Les partis chrétiens libanais formulent leurs revendications pour l’élection du prochain président

  • Dans certains milieux politiques, on évoque la possibilité que le député Gebran Bassil devienne le prochain président libanais
  • D’autres pensent que ce sera plutôt le chef des Forces libanaises, Samir Geagea, ou le commandant de l’armée libanaise, le général Joseph Aoun

BEYROUTH: Les partis politiques libanais font valoir leurs exigences au sujet de l’élection d’un nouveau président avant la date-butoir constitutionnelle, qui s’approche à grands pas.
Selon la Constitution du pays, le Parlement doit en effet se réunir le dixième jour avant l’expiration du mandat (31 octobre) pour élire un nouveau président, dans l’hypothèse où le président de la Chambre des députés ne tient pas de session avant cette date.
Dans certains milieux politiques, on évoque la possibilité que le député Gebran Bassil – gendre du président Michel Aoun et chef du Courant patriotique libre – devienne le prochain président libanais.
D’autres pensent que ce sera plutôt le chef des Forces libanaises, Samir Geagea, ou le commandant de l’armée libanaise, le général Joseph Aoun. Certains ont proposé d’élire des personnalités maronites indépendantes non affiliées aux parties en conflit, insistant sur l’importance d’avoir un président qui évite les différends internes, régionaux et internationaux.
Le Liban avait précédemment été témoin d’un vide présidentiel de plus de deux ans après la fin du mandat de l’ancien président, Michel Sleiman. Michel Aoun, allié du Hezbollah, n’est arrivé au pouvoir qu’après avoir conclu un accord avec le chef du Courant du futur, Saad Hariri. Ce dernier a cependant regretté plus tard son implication après qu’Aoun et son équipe politique lui ont tourné le dos.
Mercredi dernier, les deux plus grands partis chrétiens du pays ont formulé leurs revendications à propos de l’élection du prochain président, laissant présager une bataille particulièrement rude.
Le Courant patriotique libre a publié un communiqué dans lequel il insiste sur la nécessité de tenir l’élection présidentielle dans les délais prévus par la Constitution en respectant la volonté politique nationale exprimée par le public libanais lors des récentes élections législatives.
«Le prochain président devrait accélérer l’adoption des lois de réforme par le Parlement pour signer l’accord final avec le FMI ainsi que d’autres lois de réforme, comme la restauration des fonds transférés à l’étranger avec la levée complète du secret bancaire.

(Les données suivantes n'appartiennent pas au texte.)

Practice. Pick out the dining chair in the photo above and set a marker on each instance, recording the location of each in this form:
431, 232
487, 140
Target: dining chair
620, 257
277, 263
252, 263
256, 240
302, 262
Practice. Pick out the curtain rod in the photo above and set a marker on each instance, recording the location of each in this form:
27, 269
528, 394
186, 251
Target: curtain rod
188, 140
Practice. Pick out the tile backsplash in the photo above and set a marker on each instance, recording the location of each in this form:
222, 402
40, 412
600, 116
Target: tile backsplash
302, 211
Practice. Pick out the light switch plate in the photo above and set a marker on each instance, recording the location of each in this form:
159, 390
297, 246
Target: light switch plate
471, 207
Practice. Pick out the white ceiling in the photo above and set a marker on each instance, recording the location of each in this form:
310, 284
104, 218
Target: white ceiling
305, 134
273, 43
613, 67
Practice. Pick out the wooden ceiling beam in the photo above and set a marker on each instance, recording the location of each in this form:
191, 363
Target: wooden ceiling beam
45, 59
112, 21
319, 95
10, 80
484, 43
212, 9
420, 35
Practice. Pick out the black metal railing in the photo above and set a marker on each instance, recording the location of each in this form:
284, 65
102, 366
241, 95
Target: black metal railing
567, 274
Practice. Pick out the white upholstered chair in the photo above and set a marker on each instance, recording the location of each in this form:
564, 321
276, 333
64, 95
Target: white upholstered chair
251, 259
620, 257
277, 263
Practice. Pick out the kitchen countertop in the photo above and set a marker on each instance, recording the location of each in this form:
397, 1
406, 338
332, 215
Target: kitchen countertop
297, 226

Il faudrait par ailleurs réexaminer le secteur public et le rationaliser, développer les compétences des employés publics, activer les organismes de lutte contre la corruption, élaborer un plan de mise en œuvre de l’automatisation, mettre en pratique l’e-gouvernement, restructurer la Banque du Liban et reconstruire le secteur bancaire», indique le communiqué du Courant patriotique libre.
D’autre part, le chef des Forces libanaises, Samir Geagea, a indiqué lors d’une conférence de presse qu’il rejettera tout «président consensuel modéré», ajoutant: «Nous nous opposons de toutes nos forces à l’élection d’un président parmi les forces du 8-Mars.» Il convient de noter que l’Alliance du 8-Mars comprend le Hezbollah et ses alliés.

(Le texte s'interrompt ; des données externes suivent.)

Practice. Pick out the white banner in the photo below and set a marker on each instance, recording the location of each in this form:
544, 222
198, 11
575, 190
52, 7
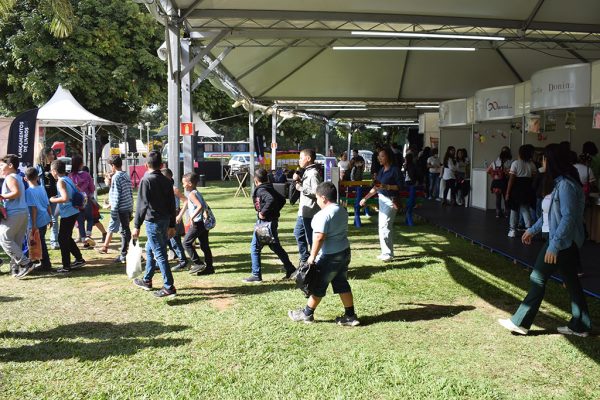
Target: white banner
453, 113
561, 87
495, 103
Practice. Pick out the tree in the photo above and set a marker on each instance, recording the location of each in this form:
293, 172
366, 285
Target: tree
109, 61
60, 13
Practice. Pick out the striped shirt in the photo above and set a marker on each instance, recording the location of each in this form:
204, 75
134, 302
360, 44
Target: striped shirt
121, 195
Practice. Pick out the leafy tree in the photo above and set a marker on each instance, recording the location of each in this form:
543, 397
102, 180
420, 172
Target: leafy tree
109, 61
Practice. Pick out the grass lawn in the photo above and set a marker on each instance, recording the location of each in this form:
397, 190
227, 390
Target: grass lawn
428, 329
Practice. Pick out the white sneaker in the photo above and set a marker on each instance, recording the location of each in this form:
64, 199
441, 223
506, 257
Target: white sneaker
508, 324
565, 330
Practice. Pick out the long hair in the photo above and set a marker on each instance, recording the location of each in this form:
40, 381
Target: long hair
557, 164
448, 156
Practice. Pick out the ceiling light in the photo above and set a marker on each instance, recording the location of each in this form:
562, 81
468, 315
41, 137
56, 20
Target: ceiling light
427, 35
405, 48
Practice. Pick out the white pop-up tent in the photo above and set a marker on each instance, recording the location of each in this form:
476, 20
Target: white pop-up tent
63, 111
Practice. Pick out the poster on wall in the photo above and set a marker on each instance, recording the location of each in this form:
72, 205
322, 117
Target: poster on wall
596, 120
570, 120
533, 123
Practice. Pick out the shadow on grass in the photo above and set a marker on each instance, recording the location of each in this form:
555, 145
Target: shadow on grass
102, 340
419, 312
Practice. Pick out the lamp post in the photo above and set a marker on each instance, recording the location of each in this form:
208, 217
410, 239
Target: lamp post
147, 136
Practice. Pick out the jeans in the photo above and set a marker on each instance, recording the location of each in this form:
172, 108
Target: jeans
434, 185
85, 215
256, 247
156, 251
387, 215
54, 231
303, 235
580, 318
197, 231
67, 244
514, 217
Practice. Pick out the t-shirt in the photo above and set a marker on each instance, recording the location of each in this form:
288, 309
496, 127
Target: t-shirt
333, 222
435, 164
37, 197
522, 169
585, 173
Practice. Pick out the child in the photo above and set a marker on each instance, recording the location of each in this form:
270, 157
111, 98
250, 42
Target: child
68, 217
196, 207
267, 202
14, 226
41, 214
175, 242
121, 206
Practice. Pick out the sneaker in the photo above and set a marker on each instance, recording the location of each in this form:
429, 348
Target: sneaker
197, 268
565, 330
119, 260
384, 257
181, 266
346, 320
299, 316
167, 293
508, 324
252, 279
142, 284
24, 271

Après une réunion entre le bloc parlementaire des Forces libanaises et le conseil central du parti, M. Geagea a affirmé: «Les principaux facteurs qui ont conduit à la crise actuelle sont la confiscation de la décision stratégique de l’État, la mauvaise gestion et la corruption.»

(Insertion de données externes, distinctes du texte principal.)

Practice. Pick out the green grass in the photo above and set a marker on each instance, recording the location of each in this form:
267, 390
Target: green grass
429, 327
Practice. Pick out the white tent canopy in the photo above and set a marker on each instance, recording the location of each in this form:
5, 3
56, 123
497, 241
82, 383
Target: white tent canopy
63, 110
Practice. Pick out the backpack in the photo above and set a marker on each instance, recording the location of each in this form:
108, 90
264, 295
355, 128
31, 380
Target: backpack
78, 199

Il a poursuivi en ces termes: «Le principal responsable de cette crise est le Hezbollah, qui a confisqué la décision stratégique du Liban. Il est également directement coupable de la mauvaise gestion au moyen de la contrebande, entre autres, et de son alliance avec les individus corrompus du pays destinée à couvrir ses actions et sa position illégale.»
M. Geagea a ajouté: «L’élection présidentielle devrait être le premier pas sur la voie du salut. Sinon, nous devrions faire face au pire.»
Il a précisé que l’opposition devait se mettre d’accord sur un candidat capable de restaurer la souveraineté et de mettre en place les réformes.
«Si le prochain président est affilié à l’axe de la résistance, nous serons confrontés à un fort isolement arabe. Cet axe n’a jamais été celui du développement et de la reconstruction.»
«Comment pouvons-nous nous convenir d’un président consensuel alors que nous sommes complètement différents, avec un parti souverain et un autre non souverain? Nous rejetons tout président consensuel ou centriste. On devrait élire un président capable de résoudre la crise. Les gouvernements d’unité nationale n’ont conduit qu’à la pauvreté et à l’humiliation. On ne peut donc pas adopter la même logique pour la présidence», a soutenu M. Geagea.
Il a appelé les députés de l’opposition à s’attarder davantage sur le question et à former un comité pour se mettre d’accord sur un candidat.
M. Geagea a déclaré en outre qu’il était un «candidat naturel à la présidence», mais que sa candidature ne serait valable que si les députés de l’opposition présentaient un seul nom.
Entre-temps, alors que le Liban se prépare à célébrer jeudi le 2e anniversaire de l’explosion du port de Beyrouth du 4-Août, la Banque mondiale a publié un rapport dans lequel elle souligne que «le Liban doit adopter et mettre en œuvre de manière efficace un programme complet de réformes macroéconomiques, financières et sectorielles qui donnent la priorité à la gouvernance, à la responsabilité et à l’inclusion. Si ces réformes sont initiées au plus tôt, le coût de la reprise pèsera moins lourd sur le peuple libanais».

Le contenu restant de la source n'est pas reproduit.